Todo acontece, se dijo en locaciones a media luz, bañadas por una tonalidad
de color entre verduzca y azulada, muy en la onda del tipo de cromatismo usado
por Fincher. Tanta penumbra invita, a ratos, a enviar una nota de reclamo a
la compañía eléctrica canadiense para protestar contra
el insuficiente voltaje, ya que no siempre la elección responde a necesidades
dramáticas. Por momentos, este estilo si aporta a la densificación
de una trama más concentrada en las oscilaciones de la personalidad
de Ileana que en la persecución del criminal. Incluso cuando asistimos
a la infaltable persecución automovilística, la escena da la
impresión de responder a la necesidad del avance del relato antes que
a una gratuita demostración técnica.
Angelina Jolie, eximida de la sensualidad banal que paseó por varias
de las últimas películas donde fue protagonista, compone un personaje
creíble, manejando con solvencia los vericuetos de su forma de ser,
que en determinado momento lleva al ingenioso asesino a constatar cuanto se
parecen él y su cancerbera. Son visibles por lo demás varios
absurdos y coincidencias insostenibles en la historia, que Caruso camufla con
cierta habilidad, prolongando por otra parte su relato el tiempo necesario,
con la sola demasía de esos horribles cinco minutos finales.

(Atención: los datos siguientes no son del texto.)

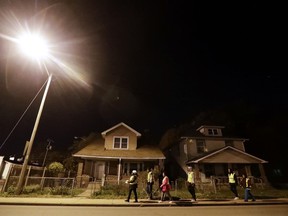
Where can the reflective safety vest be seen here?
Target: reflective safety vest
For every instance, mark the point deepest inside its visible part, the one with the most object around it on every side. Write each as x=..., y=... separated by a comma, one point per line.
x=150, y=177
x=190, y=177
x=231, y=178
x=133, y=180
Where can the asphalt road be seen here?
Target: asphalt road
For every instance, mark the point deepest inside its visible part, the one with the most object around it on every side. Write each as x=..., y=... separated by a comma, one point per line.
x=255, y=210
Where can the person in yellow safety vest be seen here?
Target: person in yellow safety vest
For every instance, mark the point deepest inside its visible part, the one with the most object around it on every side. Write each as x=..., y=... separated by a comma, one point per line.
x=150, y=182
x=132, y=185
x=232, y=178
x=165, y=188
x=191, y=183
x=246, y=184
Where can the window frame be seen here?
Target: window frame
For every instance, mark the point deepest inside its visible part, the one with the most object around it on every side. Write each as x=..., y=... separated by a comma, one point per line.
x=121, y=142
x=203, y=147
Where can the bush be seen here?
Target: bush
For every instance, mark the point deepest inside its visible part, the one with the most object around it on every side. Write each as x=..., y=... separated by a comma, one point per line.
x=31, y=189
x=61, y=190
x=55, y=168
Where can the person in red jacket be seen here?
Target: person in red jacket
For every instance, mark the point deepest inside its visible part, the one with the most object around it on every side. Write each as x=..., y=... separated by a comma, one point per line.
x=165, y=188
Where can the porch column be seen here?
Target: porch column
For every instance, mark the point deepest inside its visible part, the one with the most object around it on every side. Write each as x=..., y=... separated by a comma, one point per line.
x=119, y=171
x=79, y=173
x=262, y=173
x=80, y=168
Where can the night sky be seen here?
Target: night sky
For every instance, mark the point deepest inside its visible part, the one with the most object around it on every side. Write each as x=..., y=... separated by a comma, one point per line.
x=149, y=64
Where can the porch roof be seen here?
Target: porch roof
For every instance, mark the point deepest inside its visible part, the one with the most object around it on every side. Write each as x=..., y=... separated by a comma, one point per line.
x=96, y=150
x=227, y=154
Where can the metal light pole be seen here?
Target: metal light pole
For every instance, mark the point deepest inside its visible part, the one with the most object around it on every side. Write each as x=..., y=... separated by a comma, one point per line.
x=48, y=147
x=30, y=144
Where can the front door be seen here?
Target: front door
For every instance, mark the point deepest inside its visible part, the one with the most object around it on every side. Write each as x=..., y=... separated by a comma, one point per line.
x=99, y=170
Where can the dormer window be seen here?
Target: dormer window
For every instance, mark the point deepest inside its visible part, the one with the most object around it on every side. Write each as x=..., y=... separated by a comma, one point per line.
x=120, y=143
x=201, y=146
x=213, y=132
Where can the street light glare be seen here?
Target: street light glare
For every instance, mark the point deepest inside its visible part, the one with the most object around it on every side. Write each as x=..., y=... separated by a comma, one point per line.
x=34, y=46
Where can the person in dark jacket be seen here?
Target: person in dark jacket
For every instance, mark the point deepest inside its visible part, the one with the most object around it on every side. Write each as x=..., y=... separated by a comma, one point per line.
x=132, y=186
x=246, y=184
x=232, y=178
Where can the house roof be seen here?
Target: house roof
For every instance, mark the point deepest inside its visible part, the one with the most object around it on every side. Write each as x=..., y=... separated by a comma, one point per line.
x=209, y=126
x=227, y=154
x=96, y=150
x=118, y=125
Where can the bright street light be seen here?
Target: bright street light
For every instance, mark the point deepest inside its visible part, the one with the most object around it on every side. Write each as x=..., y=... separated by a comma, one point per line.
x=26, y=44
x=33, y=46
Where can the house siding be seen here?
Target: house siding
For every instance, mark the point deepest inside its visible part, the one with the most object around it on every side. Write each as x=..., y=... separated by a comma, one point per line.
x=121, y=131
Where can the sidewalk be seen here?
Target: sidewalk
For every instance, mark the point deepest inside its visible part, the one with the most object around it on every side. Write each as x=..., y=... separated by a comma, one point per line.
x=76, y=201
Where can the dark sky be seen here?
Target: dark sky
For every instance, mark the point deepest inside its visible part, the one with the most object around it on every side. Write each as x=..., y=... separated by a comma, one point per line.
x=149, y=64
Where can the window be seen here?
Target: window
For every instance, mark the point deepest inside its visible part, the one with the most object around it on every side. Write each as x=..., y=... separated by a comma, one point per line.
x=212, y=131
x=120, y=142
x=229, y=143
x=209, y=170
x=201, y=146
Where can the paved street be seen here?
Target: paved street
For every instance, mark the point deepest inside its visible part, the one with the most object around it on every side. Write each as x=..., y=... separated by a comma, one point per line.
x=264, y=210
x=78, y=201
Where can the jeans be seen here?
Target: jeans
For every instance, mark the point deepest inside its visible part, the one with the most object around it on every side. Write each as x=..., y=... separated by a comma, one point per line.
x=248, y=195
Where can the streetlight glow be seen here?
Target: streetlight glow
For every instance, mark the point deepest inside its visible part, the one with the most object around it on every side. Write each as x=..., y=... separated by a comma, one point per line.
x=33, y=46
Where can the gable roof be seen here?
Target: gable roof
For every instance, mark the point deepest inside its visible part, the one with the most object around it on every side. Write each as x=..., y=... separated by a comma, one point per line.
x=118, y=125
x=227, y=154
x=95, y=149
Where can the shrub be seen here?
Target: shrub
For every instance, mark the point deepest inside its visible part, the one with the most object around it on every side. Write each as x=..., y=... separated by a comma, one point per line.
x=31, y=189
x=55, y=168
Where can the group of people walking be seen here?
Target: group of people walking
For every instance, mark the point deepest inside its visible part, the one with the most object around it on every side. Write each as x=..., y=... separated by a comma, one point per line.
x=165, y=186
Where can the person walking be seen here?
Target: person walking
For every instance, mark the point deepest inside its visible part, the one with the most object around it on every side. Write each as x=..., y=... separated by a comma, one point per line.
x=150, y=182
x=191, y=183
x=232, y=178
x=165, y=188
x=246, y=184
x=132, y=186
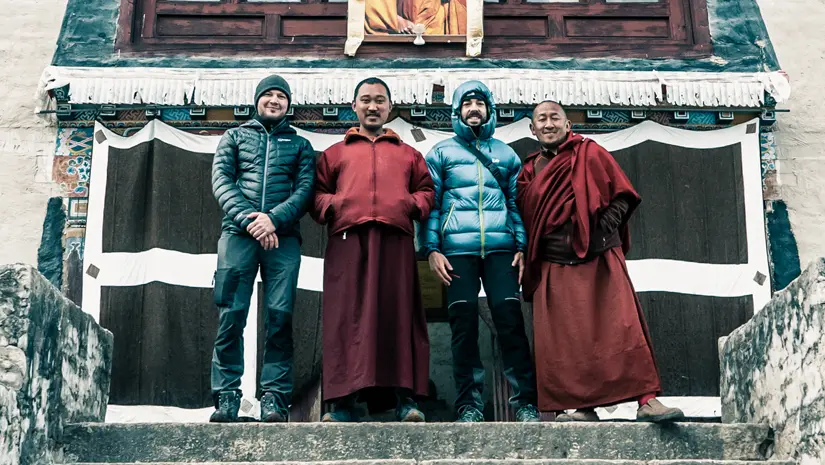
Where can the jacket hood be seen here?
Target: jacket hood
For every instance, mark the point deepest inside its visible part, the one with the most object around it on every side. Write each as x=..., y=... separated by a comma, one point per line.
x=462, y=130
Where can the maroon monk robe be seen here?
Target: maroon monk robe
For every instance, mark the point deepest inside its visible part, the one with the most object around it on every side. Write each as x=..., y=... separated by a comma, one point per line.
x=374, y=325
x=591, y=340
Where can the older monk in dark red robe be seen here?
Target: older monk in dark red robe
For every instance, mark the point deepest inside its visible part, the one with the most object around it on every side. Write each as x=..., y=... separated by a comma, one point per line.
x=371, y=186
x=591, y=340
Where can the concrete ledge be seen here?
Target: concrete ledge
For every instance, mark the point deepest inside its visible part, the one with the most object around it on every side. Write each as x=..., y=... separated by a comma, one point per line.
x=773, y=368
x=434, y=441
x=55, y=363
x=490, y=462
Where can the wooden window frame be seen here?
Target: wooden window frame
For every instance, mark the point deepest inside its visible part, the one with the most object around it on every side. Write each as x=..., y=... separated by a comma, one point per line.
x=688, y=33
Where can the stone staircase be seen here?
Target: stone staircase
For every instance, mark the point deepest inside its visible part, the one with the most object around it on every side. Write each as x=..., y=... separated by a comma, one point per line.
x=608, y=443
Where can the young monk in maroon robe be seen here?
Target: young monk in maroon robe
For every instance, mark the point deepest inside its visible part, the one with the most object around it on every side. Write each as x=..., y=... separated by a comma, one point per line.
x=591, y=340
x=370, y=188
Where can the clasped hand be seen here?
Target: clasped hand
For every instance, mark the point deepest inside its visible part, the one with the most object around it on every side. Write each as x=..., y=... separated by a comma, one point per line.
x=262, y=229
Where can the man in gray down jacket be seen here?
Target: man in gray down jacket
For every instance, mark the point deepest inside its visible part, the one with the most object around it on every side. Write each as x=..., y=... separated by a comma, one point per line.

No se si será producto del hartazgo ante tanta película pésima
lo que me lleva a ser tolerante con este trabajo algo menos malo, pero sigo
creyendo que tiene ingredientes recomendables siempre y cuando no se alberguen
expectativas desmedidas.
FICHA
TÉCNICA.- Tit. Orig: Taking Lives- Dirección.:
J.D. Caruso - Guion: John Bokemkamp- Novela: Michael Pie- Fotografía:
Amir M. Mokri- Montaje: Anne V. Coates- Diseño: Tom Southwell-
Arte: Serge Bureau- Música: Philipp Glass- Producción:
Bruce Berman, Alan C. Blomquist, Mark Canton, Bernie Goldmann,
David Heyman- Intérpretes: Angelina Jolie,
Ethan Hawke, Kiefer Sutherland, Gena Rowlands, Olivier Martinez, Tchecky
Karyo, Jean Hughes Anglade, Paul Bono, Justin Chawtin, Andre
Lacoste, Billie Two Rivers,
Richard Lemire, Julien Paoulin, Marie Josee Graze, Christian Tesier, Brigitte
Bodard, Dominique Briand, Alex Sol, Shawn Roberts, Martin Brisebois, Henri
Pardo, Fabiano Amato, Judith Beribeaure, Anne Marineau, Eugenio Osorio, Jesús
Alejandro Nino, Lisandro Martinez, Sandra Campanelli, Vince Grant - USA /2004.